Hall of Famer, Bobby Kurkjian was one of the winners of the 1940 Football Optimo Award—yes, Latin for “the best.” During World War II Kurkjian went on the “away game” of his life—and to him we always remember.
According to the U.S. Military, Robert D. Kurkjian was awarded the Silver Star in 1945 for conspicuous gallantry and intrepidity. Quick to act when he observed several of the enemy advancing upon a stricken Marine who had fallen wounded, Private First Class Kurkjian left his covered position and, firing upon the enemy as he ran up the slope to the emplacement, succeeded in diverting hostile fire from his fellow comrade to himself. By his daring and self-sacrificing action, Kurkjian had enabled his comrades to rescue a wounded man who otherwise might have perished. Coincidently, Bobby also received a Purple Heart.
We award the Kurkjian award to the football player that exemplifies high attributes in athletic ability, scholarship, and character. Kurkjian’s brand of character may be rare, but certainly achievable. Perhaps the framers of Piedmont High’s motto, Achieve the Honorable had this in mind.
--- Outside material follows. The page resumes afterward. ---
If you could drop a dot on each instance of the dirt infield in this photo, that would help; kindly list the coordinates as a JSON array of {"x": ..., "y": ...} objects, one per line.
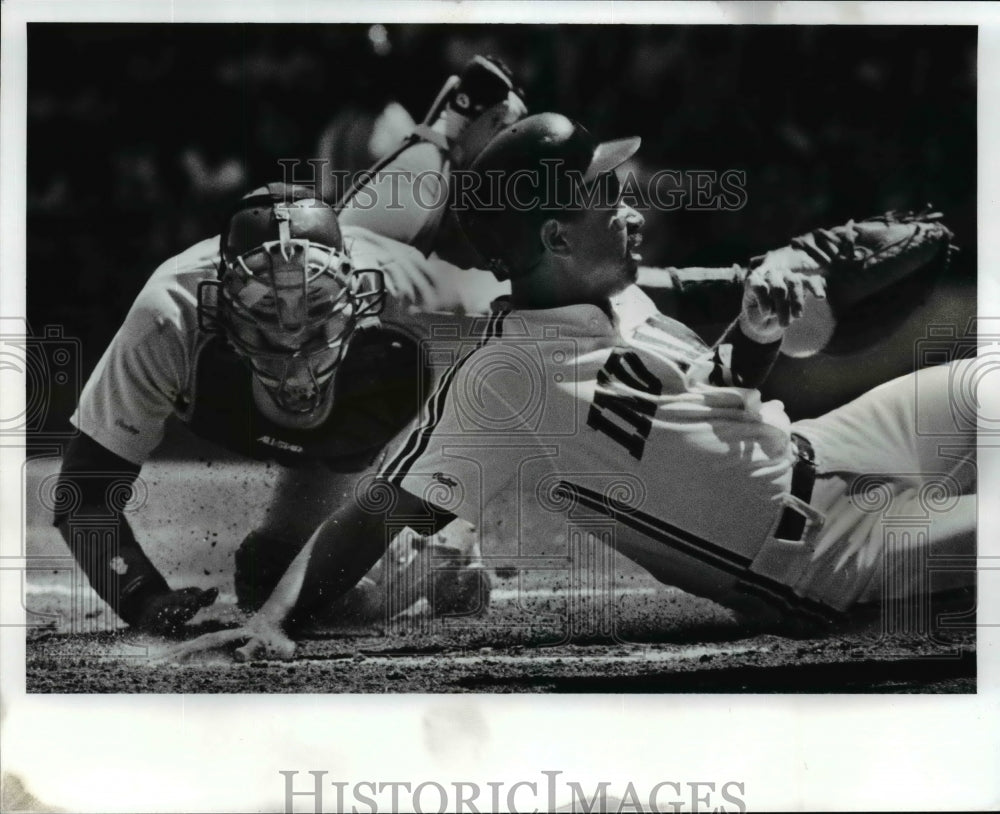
[{"x": 544, "y": 631}]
Maybe the words on the school shield are not just words, but meaning able to permeate the souls of young people—leadership, valor and courage. The classic torch is inspiration for intelligent leadership, the winged sandal characterizes athletic ambitions and the helmet of knighthood stands for valorous manhood. Wow, who knew?
So, does football build character? Yes, as do many other sports and endeavors, but for the moment this is about the Piedmont Football team and they are coming home on September 13. On Friday the 13th, the Highlanders play Albany—an auspicious date for its proximity to the 12th anniversary of 9/11. Please come to Witter field to cheer on the boys, and for a brief moment to remember. Remember the away games played by Robert D. Kurkjian, Jean C. Witter and Ambassador Christopher Stevens. They gave us a great gift. They remind us that courage, honor, valor are not just words, they are the essence of what it is to be a person of great character.